By the time my father finished his lunch, No. 18 had only one bite of food in his mouth. When my father took his after-meal medicine and lay down for his midday nap, No. 18’s son lost his temper and scolded his father, “Swallow! What’s the fun of playing food in your mouth! Are you a baby?!” And No. 17’s daughter cried suddenly, “What! Want to poop again? Poop or pee? Be clear! Poop? Ok. Hold it now. I’ll get the toilet bowl! Coming! Gosh, even if I offer ¥10,000 a day, I wouldn’t be able to hire someone to look after you! Hold it. Coming…” As No. 18 played with food in his mouth and No. 17 struggled to poop with his daughter nagging and complaining, my father closed his eyes to take his nap. He couldn’t sleep, opened his eyes and asked, “Can we go out earlier today?”

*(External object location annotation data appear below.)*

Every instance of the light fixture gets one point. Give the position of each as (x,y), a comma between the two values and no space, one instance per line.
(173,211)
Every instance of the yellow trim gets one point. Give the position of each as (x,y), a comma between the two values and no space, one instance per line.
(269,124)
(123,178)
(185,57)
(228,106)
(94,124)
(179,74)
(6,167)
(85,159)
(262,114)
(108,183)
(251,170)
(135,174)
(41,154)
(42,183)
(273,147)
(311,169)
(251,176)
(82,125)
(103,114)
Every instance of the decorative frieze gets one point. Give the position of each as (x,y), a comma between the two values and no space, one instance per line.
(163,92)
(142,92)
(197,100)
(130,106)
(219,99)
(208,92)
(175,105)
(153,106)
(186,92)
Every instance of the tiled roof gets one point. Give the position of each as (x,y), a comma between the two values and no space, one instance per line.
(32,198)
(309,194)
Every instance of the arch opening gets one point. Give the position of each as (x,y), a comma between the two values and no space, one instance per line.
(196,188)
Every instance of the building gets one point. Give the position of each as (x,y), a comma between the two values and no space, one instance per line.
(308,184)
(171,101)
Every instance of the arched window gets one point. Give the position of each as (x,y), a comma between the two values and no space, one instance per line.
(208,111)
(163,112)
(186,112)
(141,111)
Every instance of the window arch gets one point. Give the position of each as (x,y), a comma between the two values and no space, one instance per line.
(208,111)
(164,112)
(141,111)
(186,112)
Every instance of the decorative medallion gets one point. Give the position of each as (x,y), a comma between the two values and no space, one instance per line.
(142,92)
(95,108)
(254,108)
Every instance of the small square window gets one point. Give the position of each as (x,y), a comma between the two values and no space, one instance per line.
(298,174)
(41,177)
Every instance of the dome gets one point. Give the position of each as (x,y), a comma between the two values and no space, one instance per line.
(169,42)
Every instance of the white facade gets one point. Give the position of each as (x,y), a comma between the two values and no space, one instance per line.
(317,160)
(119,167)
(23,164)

“I wake you around 1:45, then we go to Sun Yet Sun University, ok?” I said. Like my father, I always looked forward to the afternoons, the only time we could escape from the depressing hospital. My father woke earlier each afternoon because he was so eager to get out of the hospital. Every afternoon, he jumped out of bed and announced like a child, “I am ready to go!” The other people in the room, both patients and their care givers, looked at us admiringly. My father, 84 years old and one of the oldest patients in the room, was the only one who didn’t have pain or needed intense care, and could take off after morning’s treatment was over. Even so, the time in the hospital was difficult for us. We counted days every morning and evening. Every day, I cheered not only my father but also myself, “Dad, eight more days to go, then we go home!” “ A week left!” “Five more days, Less than a week!” “Now only three days left!”…
With time, we got more cheerful and hopeful. But for most other people in this room, it was the opposite. Two days before my father got out of hospital, No. 19 gave up his treatment and decided to die at home instead of in the emergency room. His wife, a soft-spoken woman in her thirties, squeezed a smile as she said goodbye to us, her eyes red from crying. It was the most helpless and saddest smile I had ever seen. One day before my father finished his treatment, we stumbled upon the father of former No. 20 as we waited for the lift. He seemed smaller and shorter than a few days ago. He slumped and buried his head between shoulders. I greeted him good morning after a hesitant moment. He looked up, greeted us with a smile – another sad, sad smile – and looked down again soon. It was hard to believe he was the same man who tried to speak Hakka to amuse my father just a few days before. I wished I could give him a hug or shake his hands, but all I could do was wishing him the best silently as I squeezed my father’s hand. Tomorrow my father would get out of hospital. I couldn’t be more grateful for this as I felt deeply sorry for the loss of former No. 20’s father.